Danielle Romanes is an intern with the Lowy Institute's Myer Foundation Melanesia Program.

Information and Communications Technology (ICT) connectivity and labour migration will be hot topics at the Lowy Institute's forthcoming 'Pacific Islands and the World' conference in Auckland.

Few countries stand to benefit from seasonal migration and the ICT revolution quite like those of the Pacific Islands, which have historically provided the consummate example of the overwhelming constraints that geography can place on development.
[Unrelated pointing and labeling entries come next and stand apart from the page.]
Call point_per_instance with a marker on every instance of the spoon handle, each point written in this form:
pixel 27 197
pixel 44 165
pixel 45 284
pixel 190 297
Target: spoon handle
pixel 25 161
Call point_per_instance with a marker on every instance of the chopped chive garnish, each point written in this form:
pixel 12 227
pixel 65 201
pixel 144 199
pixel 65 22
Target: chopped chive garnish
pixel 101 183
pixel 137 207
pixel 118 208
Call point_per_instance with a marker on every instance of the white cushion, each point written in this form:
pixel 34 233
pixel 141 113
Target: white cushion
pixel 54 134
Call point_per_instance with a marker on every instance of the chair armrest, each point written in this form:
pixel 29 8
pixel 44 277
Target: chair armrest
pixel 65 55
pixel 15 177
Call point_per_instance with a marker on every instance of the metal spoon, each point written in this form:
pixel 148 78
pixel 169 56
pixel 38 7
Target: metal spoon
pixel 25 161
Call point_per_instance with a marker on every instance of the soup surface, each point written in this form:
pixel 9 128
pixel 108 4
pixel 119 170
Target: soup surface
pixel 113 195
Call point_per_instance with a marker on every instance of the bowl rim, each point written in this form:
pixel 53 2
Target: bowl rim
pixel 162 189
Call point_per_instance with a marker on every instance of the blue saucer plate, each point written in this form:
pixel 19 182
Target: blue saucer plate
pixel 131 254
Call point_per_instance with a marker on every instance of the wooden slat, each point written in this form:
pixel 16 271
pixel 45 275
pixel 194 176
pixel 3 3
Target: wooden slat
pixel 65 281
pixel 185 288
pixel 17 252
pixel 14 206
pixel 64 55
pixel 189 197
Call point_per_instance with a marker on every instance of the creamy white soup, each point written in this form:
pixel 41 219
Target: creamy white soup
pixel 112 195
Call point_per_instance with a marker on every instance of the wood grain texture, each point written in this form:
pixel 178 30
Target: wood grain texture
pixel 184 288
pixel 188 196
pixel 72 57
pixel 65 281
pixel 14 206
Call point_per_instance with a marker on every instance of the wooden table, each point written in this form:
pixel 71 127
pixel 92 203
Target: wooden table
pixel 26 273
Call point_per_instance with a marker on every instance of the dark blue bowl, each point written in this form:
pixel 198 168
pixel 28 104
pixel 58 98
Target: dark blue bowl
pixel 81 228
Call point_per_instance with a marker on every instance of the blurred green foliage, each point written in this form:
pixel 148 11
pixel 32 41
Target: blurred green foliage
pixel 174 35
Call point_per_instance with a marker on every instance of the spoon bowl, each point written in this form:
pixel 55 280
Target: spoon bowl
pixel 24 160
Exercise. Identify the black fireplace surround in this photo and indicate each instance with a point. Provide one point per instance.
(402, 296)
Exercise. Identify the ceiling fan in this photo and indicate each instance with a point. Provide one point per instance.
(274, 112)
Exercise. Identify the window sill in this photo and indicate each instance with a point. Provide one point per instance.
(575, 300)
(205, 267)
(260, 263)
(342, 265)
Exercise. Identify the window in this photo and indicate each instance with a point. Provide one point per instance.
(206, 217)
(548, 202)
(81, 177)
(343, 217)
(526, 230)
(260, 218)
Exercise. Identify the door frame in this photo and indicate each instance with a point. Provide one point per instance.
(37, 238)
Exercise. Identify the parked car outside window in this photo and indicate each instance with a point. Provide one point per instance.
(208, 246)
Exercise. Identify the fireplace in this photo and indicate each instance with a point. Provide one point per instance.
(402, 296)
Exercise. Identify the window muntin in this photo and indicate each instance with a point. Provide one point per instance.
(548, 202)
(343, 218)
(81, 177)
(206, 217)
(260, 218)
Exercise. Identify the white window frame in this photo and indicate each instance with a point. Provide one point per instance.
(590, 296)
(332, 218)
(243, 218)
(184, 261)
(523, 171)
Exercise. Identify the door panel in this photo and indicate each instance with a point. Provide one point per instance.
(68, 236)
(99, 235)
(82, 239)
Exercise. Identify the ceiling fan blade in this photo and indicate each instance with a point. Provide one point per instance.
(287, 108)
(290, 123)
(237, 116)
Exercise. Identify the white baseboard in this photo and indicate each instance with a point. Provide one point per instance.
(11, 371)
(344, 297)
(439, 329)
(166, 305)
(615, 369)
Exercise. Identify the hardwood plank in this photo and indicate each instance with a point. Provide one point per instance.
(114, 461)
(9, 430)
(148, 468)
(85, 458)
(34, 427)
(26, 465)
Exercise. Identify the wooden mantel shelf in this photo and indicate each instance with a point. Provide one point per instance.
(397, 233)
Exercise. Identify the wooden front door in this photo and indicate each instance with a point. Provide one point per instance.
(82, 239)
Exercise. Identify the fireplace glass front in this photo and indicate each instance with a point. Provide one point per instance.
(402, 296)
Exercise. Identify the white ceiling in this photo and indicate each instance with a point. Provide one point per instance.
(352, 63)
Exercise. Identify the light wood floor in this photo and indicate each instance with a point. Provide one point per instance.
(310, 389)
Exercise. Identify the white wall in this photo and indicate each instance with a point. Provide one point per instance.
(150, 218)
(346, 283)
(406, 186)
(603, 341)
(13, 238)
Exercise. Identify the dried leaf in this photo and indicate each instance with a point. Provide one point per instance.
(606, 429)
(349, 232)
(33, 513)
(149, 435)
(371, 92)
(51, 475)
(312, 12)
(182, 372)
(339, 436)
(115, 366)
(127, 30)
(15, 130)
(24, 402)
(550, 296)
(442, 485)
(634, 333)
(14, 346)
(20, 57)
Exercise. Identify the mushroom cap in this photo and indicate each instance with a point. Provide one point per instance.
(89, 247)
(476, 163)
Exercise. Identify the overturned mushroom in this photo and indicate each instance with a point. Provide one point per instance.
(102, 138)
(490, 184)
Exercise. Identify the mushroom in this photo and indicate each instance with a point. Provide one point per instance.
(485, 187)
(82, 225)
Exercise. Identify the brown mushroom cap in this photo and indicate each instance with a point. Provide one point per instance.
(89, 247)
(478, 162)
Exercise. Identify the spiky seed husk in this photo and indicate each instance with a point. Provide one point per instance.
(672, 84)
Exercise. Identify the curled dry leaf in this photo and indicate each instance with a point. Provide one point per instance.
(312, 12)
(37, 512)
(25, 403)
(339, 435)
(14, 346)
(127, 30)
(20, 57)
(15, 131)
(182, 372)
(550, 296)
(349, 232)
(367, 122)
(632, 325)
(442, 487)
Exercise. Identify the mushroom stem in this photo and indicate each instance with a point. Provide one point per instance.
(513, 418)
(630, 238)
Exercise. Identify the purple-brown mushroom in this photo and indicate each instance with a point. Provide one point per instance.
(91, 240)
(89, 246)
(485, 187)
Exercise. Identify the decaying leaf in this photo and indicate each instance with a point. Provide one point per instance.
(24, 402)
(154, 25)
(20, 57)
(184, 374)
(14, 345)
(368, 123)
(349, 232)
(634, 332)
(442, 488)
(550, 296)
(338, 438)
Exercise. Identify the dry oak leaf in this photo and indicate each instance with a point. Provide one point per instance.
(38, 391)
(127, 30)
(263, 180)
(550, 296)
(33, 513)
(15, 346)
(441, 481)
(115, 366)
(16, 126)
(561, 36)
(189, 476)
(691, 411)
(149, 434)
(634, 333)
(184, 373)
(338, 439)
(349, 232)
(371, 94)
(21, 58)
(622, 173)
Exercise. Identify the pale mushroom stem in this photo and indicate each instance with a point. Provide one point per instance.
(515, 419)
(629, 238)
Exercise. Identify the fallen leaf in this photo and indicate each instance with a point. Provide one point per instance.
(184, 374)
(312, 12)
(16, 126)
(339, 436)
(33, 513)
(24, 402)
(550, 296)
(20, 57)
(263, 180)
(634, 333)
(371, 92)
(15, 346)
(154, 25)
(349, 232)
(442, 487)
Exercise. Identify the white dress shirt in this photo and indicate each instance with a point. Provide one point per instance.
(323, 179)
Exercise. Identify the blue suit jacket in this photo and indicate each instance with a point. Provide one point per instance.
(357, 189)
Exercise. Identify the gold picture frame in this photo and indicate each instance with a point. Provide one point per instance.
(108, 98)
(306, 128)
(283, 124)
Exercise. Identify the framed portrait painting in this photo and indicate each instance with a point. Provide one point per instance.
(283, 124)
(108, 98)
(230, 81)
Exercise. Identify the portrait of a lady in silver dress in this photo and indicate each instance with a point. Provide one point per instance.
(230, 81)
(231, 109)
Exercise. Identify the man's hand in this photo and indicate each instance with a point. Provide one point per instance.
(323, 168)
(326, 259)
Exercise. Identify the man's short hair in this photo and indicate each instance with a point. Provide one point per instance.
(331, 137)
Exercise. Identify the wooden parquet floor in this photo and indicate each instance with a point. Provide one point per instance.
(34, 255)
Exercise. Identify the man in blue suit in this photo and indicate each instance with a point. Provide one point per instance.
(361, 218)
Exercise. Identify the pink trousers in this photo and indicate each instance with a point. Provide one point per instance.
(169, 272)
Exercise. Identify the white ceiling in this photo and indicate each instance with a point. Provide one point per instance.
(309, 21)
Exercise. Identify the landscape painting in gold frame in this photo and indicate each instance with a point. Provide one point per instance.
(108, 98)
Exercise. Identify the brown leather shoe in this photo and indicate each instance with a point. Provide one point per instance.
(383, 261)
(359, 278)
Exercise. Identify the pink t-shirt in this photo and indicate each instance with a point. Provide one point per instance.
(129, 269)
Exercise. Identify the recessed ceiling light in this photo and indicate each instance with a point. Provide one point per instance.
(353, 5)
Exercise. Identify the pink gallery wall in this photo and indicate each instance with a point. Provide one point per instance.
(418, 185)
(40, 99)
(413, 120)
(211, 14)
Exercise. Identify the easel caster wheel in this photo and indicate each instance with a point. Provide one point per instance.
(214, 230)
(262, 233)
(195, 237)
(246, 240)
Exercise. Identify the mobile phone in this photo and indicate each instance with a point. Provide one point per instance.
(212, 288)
It's incredibly difficult to achieve economies of scale when your internal markets consist of only a few thousand people, and your export markets are thousands of kilometres away.
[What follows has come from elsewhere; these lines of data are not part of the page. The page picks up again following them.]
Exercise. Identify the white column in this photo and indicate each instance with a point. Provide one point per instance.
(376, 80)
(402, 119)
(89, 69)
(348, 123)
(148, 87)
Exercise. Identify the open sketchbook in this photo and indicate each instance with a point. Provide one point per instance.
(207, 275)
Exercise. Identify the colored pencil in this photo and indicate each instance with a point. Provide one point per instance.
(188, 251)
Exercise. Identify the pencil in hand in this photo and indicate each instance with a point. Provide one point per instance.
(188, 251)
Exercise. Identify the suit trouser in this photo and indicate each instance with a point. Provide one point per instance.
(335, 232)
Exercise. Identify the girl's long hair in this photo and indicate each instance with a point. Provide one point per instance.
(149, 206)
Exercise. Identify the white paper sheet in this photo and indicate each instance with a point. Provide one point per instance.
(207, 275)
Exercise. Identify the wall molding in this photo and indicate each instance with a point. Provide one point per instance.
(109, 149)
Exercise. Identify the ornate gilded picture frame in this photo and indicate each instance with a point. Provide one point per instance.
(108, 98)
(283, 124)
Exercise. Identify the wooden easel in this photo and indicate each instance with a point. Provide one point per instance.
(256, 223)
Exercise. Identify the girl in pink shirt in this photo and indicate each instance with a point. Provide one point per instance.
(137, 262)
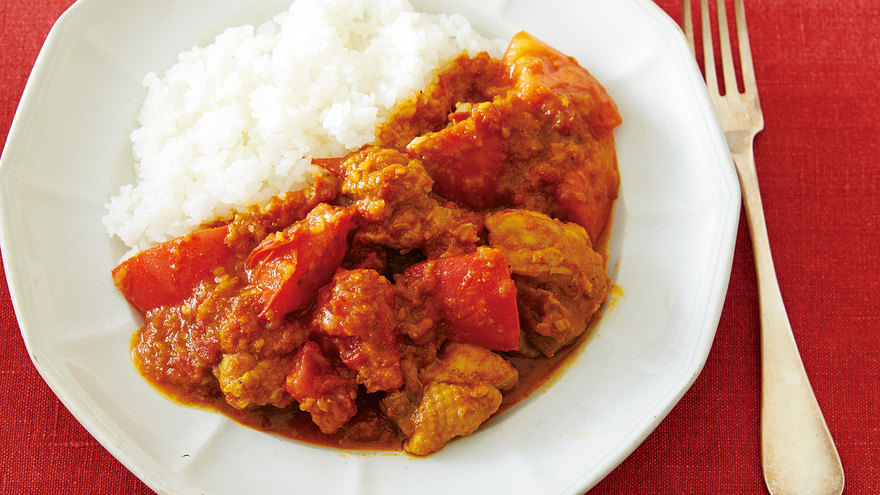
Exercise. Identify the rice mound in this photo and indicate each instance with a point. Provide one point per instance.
(236, 122)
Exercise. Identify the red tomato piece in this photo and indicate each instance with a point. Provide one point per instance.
(290, 266)
(168, 273)
(474, 295)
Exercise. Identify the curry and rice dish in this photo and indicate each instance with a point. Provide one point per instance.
(418, 286)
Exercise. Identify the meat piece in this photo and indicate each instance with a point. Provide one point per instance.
(392, 193)
(357, 311)
(537, 136)
(447, 411)
(323, 388)
(461, 391)
(561, 282)
(249, 382)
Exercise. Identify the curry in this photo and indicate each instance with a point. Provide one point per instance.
(419, 286)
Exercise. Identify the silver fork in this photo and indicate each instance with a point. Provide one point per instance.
(798, 455)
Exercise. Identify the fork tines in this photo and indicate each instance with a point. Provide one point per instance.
(727, 62)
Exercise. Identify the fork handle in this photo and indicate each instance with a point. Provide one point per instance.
(797, 451)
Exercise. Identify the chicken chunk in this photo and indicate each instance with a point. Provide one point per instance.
(462, 389)
(357, 312)
(248, 381)
(393, 195)
(561, 282)
(535, 133)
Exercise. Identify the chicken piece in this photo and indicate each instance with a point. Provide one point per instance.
(256, 356)
(290, 267)
(537, 135)
(461, 391)
(323, 388)
(249, 382)
(357, 312)
(447, 411)
(465, 364)
(393, 195)
(561, 282)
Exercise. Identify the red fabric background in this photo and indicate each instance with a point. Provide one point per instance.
(818, 160)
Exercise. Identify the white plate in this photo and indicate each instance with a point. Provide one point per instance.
(674, 229)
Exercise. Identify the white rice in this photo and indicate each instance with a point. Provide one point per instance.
(236, 122)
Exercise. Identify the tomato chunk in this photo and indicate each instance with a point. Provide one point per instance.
(474, 295)
(290, 266)
(168, 273)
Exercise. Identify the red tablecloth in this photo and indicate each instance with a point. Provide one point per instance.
(817, 65)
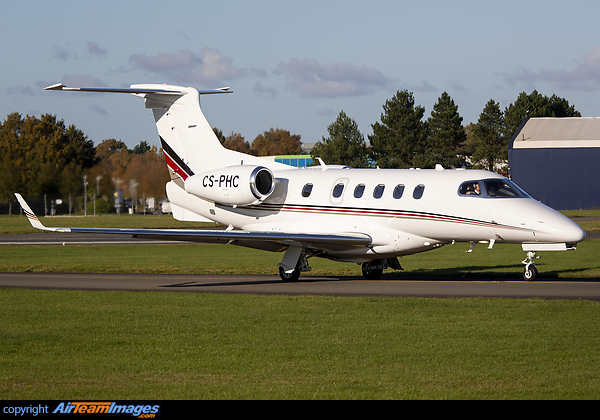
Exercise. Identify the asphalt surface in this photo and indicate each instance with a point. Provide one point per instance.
(309, 285)
(588, 289)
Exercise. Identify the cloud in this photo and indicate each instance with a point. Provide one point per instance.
(185, 66)
(20, 90)
(314, 80)
(585, 76)
(95, 50)
(261, 90)
(97, 109)
(70, 52)
(81, 80)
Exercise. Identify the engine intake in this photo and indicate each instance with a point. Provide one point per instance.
(234, 185)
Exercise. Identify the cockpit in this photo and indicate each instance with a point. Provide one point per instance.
(491, 188)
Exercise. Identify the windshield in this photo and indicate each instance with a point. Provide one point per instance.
(492, 188)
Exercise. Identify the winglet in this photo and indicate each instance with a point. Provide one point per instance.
(35, 222)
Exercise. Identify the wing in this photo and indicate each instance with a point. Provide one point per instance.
(272, 241)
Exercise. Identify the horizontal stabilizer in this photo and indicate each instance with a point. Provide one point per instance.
(135, 90)
(317, 240)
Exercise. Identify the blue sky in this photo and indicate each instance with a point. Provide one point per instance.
(293, 65)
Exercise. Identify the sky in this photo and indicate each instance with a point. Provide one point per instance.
(292, 65)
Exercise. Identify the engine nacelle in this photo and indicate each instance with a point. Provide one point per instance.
(234, 185)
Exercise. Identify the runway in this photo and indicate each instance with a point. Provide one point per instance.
(330, 286)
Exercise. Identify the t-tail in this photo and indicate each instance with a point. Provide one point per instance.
(199, 166)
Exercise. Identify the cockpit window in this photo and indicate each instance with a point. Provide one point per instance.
(398, 191)
(418, 191)
(499, 188)
(306, 190)
(491, 188)
(359, 190)
(338, 190)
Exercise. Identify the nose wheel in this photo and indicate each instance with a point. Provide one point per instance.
(530, 272)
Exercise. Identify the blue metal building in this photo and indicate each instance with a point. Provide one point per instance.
(557, 161)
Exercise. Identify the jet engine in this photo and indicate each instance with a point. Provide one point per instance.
(233, 185)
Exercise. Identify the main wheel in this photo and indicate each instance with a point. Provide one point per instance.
(372, 270)
(530, 273)
(287, 277)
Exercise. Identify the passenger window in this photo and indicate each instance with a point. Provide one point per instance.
(398, 191)
(418, 191)
(338, 190)
(306, 190)
(359, 190)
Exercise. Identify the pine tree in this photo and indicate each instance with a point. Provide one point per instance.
(446, 136)
(400, 134)
(491, 146)
(345, 144)
(535, 105)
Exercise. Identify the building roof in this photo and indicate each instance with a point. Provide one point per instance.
(551, 133)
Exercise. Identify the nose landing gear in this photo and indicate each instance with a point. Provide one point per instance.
(530, 272)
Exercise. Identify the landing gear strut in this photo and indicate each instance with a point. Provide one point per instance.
(530, 272)
(373, 270)
(294, 275)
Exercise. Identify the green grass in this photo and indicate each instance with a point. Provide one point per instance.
(124, 345)
(452, 260)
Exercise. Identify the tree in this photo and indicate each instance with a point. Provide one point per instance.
(491, 146)
(276, 142)
(345, 144)
(400, 133)
(35, 151)
(446, 136)
(535, 105)
(235, 141)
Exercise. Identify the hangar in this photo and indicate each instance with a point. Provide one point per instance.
(557, 161)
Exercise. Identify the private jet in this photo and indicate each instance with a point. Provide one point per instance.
(367, 216)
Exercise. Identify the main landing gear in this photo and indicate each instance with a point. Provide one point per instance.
(373, 270)
(294, 275)
(530, 272)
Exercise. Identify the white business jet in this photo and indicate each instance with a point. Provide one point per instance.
(367, 216)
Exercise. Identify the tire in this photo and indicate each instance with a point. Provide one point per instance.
(371, 273)
(289, 277)
(530, 273)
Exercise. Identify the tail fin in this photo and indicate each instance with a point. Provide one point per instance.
(189, 143)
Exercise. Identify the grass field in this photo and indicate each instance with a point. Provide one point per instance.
(124, 345)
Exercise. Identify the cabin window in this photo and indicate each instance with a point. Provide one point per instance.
(306, 190)
(398, 191)
(359, 190)
(338, 190)
(418, 191)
It's also incredibly difficult to achieve political stability when your imported political institutions presuppose a cohesive nation-state, while your 850- language groups are fragmented along at least as many ethnic lines, and had barely heard of each other (much less lived in harmony) until a few decades ago.
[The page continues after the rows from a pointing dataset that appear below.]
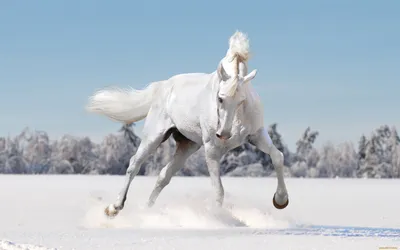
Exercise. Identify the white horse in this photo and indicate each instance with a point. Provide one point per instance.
(218, 110)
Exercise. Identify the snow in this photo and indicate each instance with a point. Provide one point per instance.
(66, 212)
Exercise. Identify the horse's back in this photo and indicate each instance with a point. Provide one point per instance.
(184, 104)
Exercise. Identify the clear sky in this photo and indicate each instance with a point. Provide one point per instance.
(331, 65)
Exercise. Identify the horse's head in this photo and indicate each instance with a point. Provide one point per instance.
(231, 94)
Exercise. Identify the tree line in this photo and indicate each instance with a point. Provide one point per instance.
(32, 152)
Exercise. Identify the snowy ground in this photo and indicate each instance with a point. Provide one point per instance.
(66, 212)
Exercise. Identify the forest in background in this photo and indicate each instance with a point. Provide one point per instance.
(32, 152)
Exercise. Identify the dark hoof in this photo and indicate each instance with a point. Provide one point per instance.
(276, 205)
(110, 211)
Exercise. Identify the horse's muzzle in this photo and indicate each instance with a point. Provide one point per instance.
(223, 136)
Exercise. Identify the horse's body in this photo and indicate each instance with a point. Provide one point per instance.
(218, 110)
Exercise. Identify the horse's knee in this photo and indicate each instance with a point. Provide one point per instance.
(277, 157)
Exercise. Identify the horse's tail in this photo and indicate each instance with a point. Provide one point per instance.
(123, 105)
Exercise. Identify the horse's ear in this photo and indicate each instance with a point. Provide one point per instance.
(222, 73)
(250, 76)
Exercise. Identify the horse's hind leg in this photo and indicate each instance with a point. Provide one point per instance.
(184, 149)
(148, 145)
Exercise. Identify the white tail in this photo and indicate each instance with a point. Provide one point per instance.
(123, 105)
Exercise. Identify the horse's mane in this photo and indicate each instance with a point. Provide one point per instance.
(237, 55)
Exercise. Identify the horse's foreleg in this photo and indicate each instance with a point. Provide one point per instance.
(213, 156)
(146, 147)
(183, 151)
(263, 141)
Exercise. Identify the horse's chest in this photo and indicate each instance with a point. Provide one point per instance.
(238, 138)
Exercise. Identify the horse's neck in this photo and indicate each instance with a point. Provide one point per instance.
(253, 109)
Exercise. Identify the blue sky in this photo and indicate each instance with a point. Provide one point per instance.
(331, 65)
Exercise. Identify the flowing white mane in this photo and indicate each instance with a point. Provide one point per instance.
(235, 61)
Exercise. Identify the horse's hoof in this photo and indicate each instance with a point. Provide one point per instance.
(276, 205)
(110, 211)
These obstacles have until recently made development prognoses for the Pacific rather poor, but with an increase in seasonal migration opportunities and rapidly expanding regional ICT connectivity, prospects for both economic growth and political stability are looking up.

An Australian friend told me recently that Viti Levu's mobile phone coverage is better than Canberra's, with Digicel on its way to providing 100% population coverage throughout Fiji, Vanuatu, Samoa, Papua New Guinea, Tonga, and Nauru. It's only upward from here, with Alcatel-Lucent and Interchange about to lay a US$60 million 1230m seafloor cable between Port Vila and Suva, and the World Bank's Pacific Regional Connectivity Program to lay an 827km repeater cable linking Nuku'alofa with Suva.

As my colleague Danielle Cave recently pointed out, ICT is the perfect solution to the Pacific's physical barriers. ICT endows Pacific Islanders with remote access to financial services, news and information, lolcats, and digital media. A digitized coconut wireless creates opportunities for more informed dialogue between fragmented political constituencies, and gives Pacific NGOs a better means of communicating with people across the region on issues of importance.

There is incredible potential here to increase transparency in and democratic engagement with Pacific governance. Popular sites like I Paid a Bribe and Wikileaks increase the incentives for public figures to behave honourably in areas normally spared mass scrutiny, and there is brimming opportunity for Pacific Islanders to use the web to militate against public dishonesty and graft.

ICT enables Pacific Islanders to engage in regional and global dialogues, connecting the Pacific with the world and the world with the Pacific. Social media endow the humble foreign researcher with a window into the social dynamics of change in the Pacific, while connecting Pacific Islanders' debates with those taking place in previously remote corners of the globe.

The experiences and insights of emerging economies might prove of immense value to the digital citizens of the Pacific. They may find in Botswana's brand of democracy a recipe for beating the resource curse. Or, India's highly successful IT service export model could point the way to overcoming the growth constraints imposed by geographical isolation.

That ICT also eases the social burden of migration is a fortunate development, given the increasing labour mobility opportunities for workers from the Pacific's job- and foreign-exchange-scarce economies. The US admits a large number of global seasonal workers every year, and NZ has received much acclaim for its RSE Scheme, which reserves 8000 visas a year specifically for Pacific Islanders working in its under-staffed horticulture and viticulture industries.

The result is a win-win solution that Australia has been puzzlingly slow to replicate, given the economic consensus on the massive benefits of immigration and Australia's own much-vaunted bilateral commitment to poverty reduction.